Search code examples
ocaml

How to implement add function for immutable doubly linked list?


This question has theoretical motivation only (of course, there are multiple ways to avoid it in real-life development).

Let's introduce an immutable doubly linked list as the following OCaml type.

type t =
  | Link of 
     { value : int; 
        next : t; 
        prev : t 
     }
  | End 

We can easily make an instance with three elements within recursive definitions of (non-functional) values that OCaml allows:

let _123 = 
  let rec a = Link { value = 1; next = b; prev = End }
  and     b = Link { value = 2; next = c; prev = a   }
  and     c = Link { value = 3; next = End; prev = b } in
  a

We can represent '_123' with the following image:

enter image description here

That's fine, but it's like nothing without the ability to create lists dynamically (with any amount of items).

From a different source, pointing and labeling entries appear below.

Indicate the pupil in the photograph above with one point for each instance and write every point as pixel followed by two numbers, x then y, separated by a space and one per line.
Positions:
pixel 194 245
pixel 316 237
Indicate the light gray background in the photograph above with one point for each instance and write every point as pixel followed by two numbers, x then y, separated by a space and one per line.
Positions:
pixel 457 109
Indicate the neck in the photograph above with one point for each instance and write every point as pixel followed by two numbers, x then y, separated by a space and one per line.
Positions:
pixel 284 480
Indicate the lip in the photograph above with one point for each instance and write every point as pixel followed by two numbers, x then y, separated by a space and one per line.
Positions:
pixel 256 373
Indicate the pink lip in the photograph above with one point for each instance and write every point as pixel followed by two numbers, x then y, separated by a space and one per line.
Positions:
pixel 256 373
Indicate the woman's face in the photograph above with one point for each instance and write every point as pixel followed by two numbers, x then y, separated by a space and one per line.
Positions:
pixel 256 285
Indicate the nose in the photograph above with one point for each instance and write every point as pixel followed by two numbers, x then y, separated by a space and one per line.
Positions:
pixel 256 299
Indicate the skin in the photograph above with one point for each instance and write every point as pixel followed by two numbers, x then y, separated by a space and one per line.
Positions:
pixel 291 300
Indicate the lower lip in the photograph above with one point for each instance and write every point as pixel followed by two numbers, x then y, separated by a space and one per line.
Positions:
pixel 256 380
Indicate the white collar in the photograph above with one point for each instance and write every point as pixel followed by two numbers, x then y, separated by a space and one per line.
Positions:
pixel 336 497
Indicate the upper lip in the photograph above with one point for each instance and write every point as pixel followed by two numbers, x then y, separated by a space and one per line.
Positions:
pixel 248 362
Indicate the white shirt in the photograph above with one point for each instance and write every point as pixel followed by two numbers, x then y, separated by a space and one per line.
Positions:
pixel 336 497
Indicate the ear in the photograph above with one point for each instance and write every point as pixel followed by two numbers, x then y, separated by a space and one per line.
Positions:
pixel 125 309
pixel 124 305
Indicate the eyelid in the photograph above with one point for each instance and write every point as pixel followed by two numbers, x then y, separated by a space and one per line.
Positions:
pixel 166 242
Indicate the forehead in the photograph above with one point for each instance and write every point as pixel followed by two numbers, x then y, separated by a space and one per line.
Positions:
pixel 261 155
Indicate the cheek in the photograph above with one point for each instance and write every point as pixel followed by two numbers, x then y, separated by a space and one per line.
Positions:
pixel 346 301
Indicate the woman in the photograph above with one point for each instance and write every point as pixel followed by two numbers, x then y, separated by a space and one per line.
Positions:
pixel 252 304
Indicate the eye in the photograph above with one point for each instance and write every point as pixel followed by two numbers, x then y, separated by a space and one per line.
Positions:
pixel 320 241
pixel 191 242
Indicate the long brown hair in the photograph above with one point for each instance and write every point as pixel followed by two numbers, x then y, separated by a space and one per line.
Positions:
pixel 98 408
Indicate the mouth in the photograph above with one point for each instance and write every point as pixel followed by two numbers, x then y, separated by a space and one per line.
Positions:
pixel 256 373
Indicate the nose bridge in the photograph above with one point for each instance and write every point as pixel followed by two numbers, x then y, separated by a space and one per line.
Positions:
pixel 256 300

So, I declared the function:

let add x = function
  | End       -> Link { value = x; next = End; prev = End }
  | Link tail -> let rec head = Link { value = x; next = tail'; prev = End }
                 and tail' = Link { tail with prev = head } in
                 head

and tried to use it:

let _123 = 
  End |> add 3 
      |> add 2 
      |> add 1

the result isn't what I expected: enter image description here enter image description here

It contains extra items and corrupted links. I understand why it is so. It is impossible to create a new version of the list based on the "tail" because of producing extra items. It looks like there is only one way to do that - it is to recreate the list from scratch for every newly added item. Ok. But how to do that? How to implement an add function for the immutable doubly linked list?


Solution

  • Immutable doubly-linked list cannot be created incrementally. Consider the single-list element list:

    let singleton value = Link { value; next = End; prev = End }
    

    Since the prev element of this list is End, it cannot be the part of any list with more than one element. The same issue exists with list of length n: such list does not contain any sublist which is a list of length k < n.

    In other words to create a list with n elements, one need to create n link of the list simultaneously, which is not possible without mutation. In particular, mutually recursive definitions are implemented using a single mutation initialization under the hood.

    But this also means, that if we accept this constraint, we can have doubly-link persistent list by using observably-invisible mutations:

    type 'a l =
      | End
      | Link of { prev: 'a l; value:'a; next: unit -> 'a l }
    

    Here, replacing the type of next by unit -> 'a l gives us just enough breathing room to create the list step by step:

    let create l =
      (* precondition: when [create ref_to_prev q] is called [!ref_to_prev ()] will
         be a valid link *)
      let rec create ref_to_prev q () =
        match q with
        | [] -> End
        | value :: q ->
          (* dummy value *)
          let future_self = ref (fun () -> raise Non_initialized) in
          (* next cannot be called yet, but it has not been published yet,
             thus this is fine *)
          let next () = create future_self q in
          let self = Link {
            prev = (* precondition: this is now a valid value *)
              !ref_to_prev ();
            value;
            next;
          } in
          (* we backpatch the [prev] argument for [next], now that we have a [self] link *)
          future_self := (fun () -> self);
          (* [next] can now be called, and [self] is a valid link
             that we can publish to the outside world *)
          self
      in
      create (ref (Fun.const End)) l ()
    

    Here, create has the expected type 'a list -> 'a l. We can check that we have the right digraph structure with

    let rec backward_list = function
      | End -> []
      | Link l ->
        l.value :: backward_list l.prev
    
    
    let rec forth_and_back = function
      | End -> []
      | Link lk as l ->
        match lk.next () with
        | End -> backward_list l
        | l ->  lk.value :: forth_and_back l
    
    let test = forth_and_back (create [1;2;3;4])
    

    which returns [1;2;3;4;3;2;1] as expected.

    We have us a persistent doubly-linked list: no mutation can be observed from the outside but the elements of the list are in fact stored in the thunk:

    let next () = create future_self q in
    

    and we constructing the next element of the list on the fly whenever we call the next field. We could build the list once, by replacing

      next: unit -> 'a l;
    

    by

      next: 'a l Lazy.t;
    

    in the definition of the type constructor 'a l.